Qualifying short names
In addition to resolving aliases, DNS canonicalization also expands short hostnames by trying to append one or more DNS suffixes, e.g. changing "small-gods" to "small-gods.mit.edu". Suffixes are tried even for multi-component names if the original name is not found in the DNS. (Suffixes may be tried for multi-component names before trying the original name, if the "ndots" variable is set to a value greater than 1 in resolv.conf.)
If name service canonicalization is turned off, users lose the convenience of automatically qualifying short names. We could restore at least some of this convenience without using DNS. Possibilities include providing a configurable suffix for single-label names, and/or looking into _res (or the res_state object populated by res_ninit()) to find the DNS search suffixes automatically. (TBD: research whether it is similarly possible to obtain this information on Windows.)
Qualifying shortnames with a single suffix is simpler than supporting multiple suffixes, because it could be performed immediately in krb5_sname_to_principal() and does not require retries. Some environments use multiple search suffixes; to support this case, krb5_sname_to_principal() would have to leave the short hostname in the principal name, and krb5_get_credentials() would have to add suffixes when performing TGS requests. An attacker could fake PRINCIPAL_UNKNOWN errors to influence which suffix is used for the successful query if server principals are present for multiple qualified versions of the short name.
The local hostname
A significant case of short names is the local hostname. POSIX provides a gethostname() function to determine the local name, but it normally only returns a single label. The only standard way to expand this name to a fully-qualified name is to use getaddrinfo(), which risks using insecure name resolution (although in many cases the answer is discovered after consulting only /etc/hosts).

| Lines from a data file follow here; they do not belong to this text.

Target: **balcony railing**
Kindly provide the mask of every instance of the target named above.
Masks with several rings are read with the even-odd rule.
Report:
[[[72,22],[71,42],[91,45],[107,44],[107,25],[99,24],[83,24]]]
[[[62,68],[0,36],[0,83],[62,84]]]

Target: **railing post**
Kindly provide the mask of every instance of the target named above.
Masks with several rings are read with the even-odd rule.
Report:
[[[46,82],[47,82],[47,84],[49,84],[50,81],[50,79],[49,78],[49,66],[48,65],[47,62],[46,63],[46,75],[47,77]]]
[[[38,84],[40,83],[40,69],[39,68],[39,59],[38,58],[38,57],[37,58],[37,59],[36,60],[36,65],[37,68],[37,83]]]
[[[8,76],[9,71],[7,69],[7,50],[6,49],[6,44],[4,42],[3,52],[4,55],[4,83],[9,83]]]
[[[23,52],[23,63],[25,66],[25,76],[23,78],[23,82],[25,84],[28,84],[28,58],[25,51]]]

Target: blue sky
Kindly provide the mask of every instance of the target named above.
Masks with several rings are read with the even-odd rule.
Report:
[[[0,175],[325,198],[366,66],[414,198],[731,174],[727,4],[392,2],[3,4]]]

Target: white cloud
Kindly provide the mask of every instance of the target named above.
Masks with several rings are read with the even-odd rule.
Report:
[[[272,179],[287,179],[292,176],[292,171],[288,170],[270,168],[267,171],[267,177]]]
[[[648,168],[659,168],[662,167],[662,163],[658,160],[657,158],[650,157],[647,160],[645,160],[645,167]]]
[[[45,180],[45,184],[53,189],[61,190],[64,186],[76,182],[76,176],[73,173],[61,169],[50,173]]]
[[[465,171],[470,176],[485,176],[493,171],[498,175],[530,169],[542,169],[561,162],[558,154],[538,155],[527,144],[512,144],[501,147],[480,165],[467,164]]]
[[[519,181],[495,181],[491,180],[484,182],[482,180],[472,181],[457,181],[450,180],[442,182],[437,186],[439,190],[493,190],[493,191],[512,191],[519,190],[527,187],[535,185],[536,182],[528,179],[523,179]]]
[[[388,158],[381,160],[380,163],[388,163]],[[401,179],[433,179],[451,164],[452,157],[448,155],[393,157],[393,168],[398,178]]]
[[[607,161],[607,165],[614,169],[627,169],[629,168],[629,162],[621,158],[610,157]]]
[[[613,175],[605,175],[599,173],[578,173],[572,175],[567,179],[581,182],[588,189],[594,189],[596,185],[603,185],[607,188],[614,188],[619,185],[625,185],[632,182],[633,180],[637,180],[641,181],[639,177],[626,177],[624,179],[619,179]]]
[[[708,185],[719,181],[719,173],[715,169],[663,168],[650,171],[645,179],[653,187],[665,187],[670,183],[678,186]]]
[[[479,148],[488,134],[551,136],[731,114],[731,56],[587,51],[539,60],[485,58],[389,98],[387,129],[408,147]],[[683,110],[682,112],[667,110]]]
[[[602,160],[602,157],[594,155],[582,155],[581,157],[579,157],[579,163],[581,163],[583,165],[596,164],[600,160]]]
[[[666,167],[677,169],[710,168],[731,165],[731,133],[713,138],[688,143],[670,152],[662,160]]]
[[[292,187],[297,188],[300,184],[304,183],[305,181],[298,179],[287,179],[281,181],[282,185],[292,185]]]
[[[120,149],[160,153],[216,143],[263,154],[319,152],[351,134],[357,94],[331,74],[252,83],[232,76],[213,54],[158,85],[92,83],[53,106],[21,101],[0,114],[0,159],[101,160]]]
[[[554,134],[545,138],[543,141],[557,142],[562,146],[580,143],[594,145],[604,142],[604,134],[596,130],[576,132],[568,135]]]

It may make sense to add a configuration variable for the fully-qualified local hostname, or the more general solution for qualifying shortnames may turn out to be sufficient.
Heimdal name canonicalization rules
Heimdal (as of 2011) supports the name_canon_rules krb5.conf variable, allowing greater administrator control over the canonical principal names the library will try. Here is an example from Heimdal's krb5.conf(5) man page:
[libdefaults] name_canon_rules = as-is:realm=FOO.SE name_canon_rules = qualify:domain=foo.se:realm=FOO.SE name_canon_rules = qualify:domain=bar.se:realm=FOO.SE name_canon_rules = nss
We could implement all or a subset of these semantics. However, rule-based configuration facilities (PAM, auth_to_local, etc.) are notoriously error-prone for administrators, so providing simpler options for common scenarios is a higher priority.
Turning off canonicalization at the KDC
All of the above solutions require client-side configuration, which can be a burden to deploy. We can lift that burden by allowing a KDC to express in an AS reply that it can canonicalize server hostnames for requests to that realm. This could be communicated via a ticket flag, or alternatively through encrypted padata.
Other uses of sname-to-principal besides TGS requests
In release 1.6, krb5_sname_to_principal() was changed to support referrals, with complementary changes to krb5_get_credentials(). This change created numerous ripple effects due to other uses of the sname-to-principal facility. As we are considering again changing the semantics of krb5_sname_to_principal(), we should inventory other uses of name canonicalization.
After TGS requests, the most common use of canonicalization is on the local hostname to determine the acceptor principal for gss_accept_sec_context() or krb5_rd_req(). For this case the keytab could be consulted to try multiple canonicalization possibilities. Instances of this use case within the krb5 source tree are:
- kpropd, for receiving dumps from kprop.
- The sample and simple servers.
- The GSS sample server imports the name it is told on the command line as a host-based name; this string might include a hostname.
It is also common to canonicalize the local hostname to determine a client principal which is expected to be present in a keytab; again, keytab search could be used to try multiple possibilities. Instances of this use case are:
- kprop, for the host principal used to transmit a dump.
- kpropd, for the kiprop principal to authenticate to kadmind as for incremental propagation.
- kadmin, for the default principal to use with kadmin -k.
- kinit, for the default principal to use with kinit -k.
Some code canonicalizes a server principal for use with a direct AS request to the service. The KDC could be used to try multiple possibilities, but the relevant code path is the init_creds code, not krb5_get_credentials(). These cases are:
- The kadm5 client initialization functions use the canonicalized admin hostname. This code falls back to kadmin/admin if it does not find the host-based principal, so a change in the canonicalized result might go unnoticed.
- kprop uses the canonicalized replica hostname provided on the command line.
- kpropd uses the un-canonicalized admin hostname when constructing the kiprop/hostname service principal for kadmind. This is inconsistent with other uses of the admin hostname and is perhaps a bug.
"kdb5_util create" canonicalizes the local hostname to determine what kadmin/hostname and kiprop/hostname principals to create. There is no authoritative source to search multiple values. "kdb5_ldap_util create" has separate code to do the same.
ksu canonicalizes the local hostname and searches the ccache for an existing ticket. This code may not currently be functional because of [krbdev.mit.edu #8619].